The opinions expressed by columnists are their own and do not necessarily represent the views of
Michigan Office of the Governor via AP, Pool

Democrat Gretchen Whitmer, the Michigan governor and possible Biden VP pick, has been in hot water for months with her continuing restrictions on state commerce during the coronavirus pandemic. With her recent threats to press rewind on the state’s economy, Michigan Republicans have an opportunity to paint her and her allies as authoritarian while advocating for a freer economy, just in time for the 2020 election. And they already have an ideal flagbearer to lead that charge: Senate candidate John James.
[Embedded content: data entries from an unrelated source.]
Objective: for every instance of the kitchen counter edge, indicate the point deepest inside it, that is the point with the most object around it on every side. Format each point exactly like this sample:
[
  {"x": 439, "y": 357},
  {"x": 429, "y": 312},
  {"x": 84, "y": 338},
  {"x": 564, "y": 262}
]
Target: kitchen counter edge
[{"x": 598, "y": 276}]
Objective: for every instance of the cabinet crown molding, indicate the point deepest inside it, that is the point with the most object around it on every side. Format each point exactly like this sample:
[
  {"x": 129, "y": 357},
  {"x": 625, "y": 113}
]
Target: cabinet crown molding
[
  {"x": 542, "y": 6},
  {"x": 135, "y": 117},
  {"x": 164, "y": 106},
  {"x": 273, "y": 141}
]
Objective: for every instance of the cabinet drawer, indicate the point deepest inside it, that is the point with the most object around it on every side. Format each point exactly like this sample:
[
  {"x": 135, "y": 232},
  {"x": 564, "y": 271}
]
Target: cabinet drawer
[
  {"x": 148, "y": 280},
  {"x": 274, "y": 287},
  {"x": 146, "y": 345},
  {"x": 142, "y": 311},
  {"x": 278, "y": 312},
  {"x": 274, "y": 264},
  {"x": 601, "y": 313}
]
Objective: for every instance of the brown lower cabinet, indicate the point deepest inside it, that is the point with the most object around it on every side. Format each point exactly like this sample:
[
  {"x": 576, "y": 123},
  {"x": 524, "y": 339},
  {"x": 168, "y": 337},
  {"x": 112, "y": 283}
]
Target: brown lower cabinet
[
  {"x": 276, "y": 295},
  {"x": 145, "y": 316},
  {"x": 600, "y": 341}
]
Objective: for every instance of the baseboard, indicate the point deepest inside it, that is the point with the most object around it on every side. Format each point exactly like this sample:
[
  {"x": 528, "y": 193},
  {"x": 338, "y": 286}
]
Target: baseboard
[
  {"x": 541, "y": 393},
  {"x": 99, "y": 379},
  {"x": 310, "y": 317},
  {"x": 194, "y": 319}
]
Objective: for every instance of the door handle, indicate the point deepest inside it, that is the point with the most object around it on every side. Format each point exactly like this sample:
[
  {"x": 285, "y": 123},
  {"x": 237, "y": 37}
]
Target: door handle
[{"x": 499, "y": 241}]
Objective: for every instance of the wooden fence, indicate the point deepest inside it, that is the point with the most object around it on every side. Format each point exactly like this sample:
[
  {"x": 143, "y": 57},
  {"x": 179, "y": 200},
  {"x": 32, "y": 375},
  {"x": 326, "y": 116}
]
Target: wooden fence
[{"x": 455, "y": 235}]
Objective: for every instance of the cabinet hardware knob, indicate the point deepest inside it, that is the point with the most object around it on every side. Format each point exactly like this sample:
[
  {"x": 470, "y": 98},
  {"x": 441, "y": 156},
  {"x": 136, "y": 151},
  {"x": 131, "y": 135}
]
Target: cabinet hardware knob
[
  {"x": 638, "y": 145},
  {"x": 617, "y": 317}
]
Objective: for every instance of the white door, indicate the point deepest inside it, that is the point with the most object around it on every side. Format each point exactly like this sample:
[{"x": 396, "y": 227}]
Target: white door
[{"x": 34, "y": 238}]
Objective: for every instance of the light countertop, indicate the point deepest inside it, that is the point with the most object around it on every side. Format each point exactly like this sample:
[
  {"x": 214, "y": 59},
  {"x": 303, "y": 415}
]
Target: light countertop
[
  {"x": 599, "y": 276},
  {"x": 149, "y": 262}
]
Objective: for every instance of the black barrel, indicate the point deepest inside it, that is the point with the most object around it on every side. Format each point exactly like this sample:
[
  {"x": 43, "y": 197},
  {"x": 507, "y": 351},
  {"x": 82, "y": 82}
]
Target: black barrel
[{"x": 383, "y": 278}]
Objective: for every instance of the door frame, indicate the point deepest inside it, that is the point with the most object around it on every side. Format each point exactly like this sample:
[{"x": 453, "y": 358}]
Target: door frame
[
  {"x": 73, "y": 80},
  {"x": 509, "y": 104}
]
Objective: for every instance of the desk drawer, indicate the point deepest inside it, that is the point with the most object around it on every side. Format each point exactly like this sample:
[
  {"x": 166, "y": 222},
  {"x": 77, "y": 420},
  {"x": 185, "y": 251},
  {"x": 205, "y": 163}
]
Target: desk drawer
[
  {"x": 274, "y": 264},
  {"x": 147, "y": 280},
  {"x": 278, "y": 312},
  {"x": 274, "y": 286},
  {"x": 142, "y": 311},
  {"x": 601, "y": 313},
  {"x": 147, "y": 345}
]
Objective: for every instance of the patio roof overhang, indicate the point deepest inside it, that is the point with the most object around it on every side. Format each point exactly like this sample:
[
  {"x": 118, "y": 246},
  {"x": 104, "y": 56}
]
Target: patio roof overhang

If James can take up the cause of an open Michigan, he might be able to use it to connect with voters in the state. He’s already got a lot going for his prospects in other respects: he ran for Michigan’s other Senate seat just two years ago, building name recognition with voters, and finished unexpectedly strong, only 7 points behind long-time incumbent Sen. Debbie Stabenow. This year, he’s up against freshman Democrat Gary Peters, who’s kept a relatively low profile in his first term and who’s landed on Roll Call’s list of the 10 most vulnerable senators for being in a state Trump carried in 2016. The list also notes that James has continually beaten Peters in quarterly fundraising numbers.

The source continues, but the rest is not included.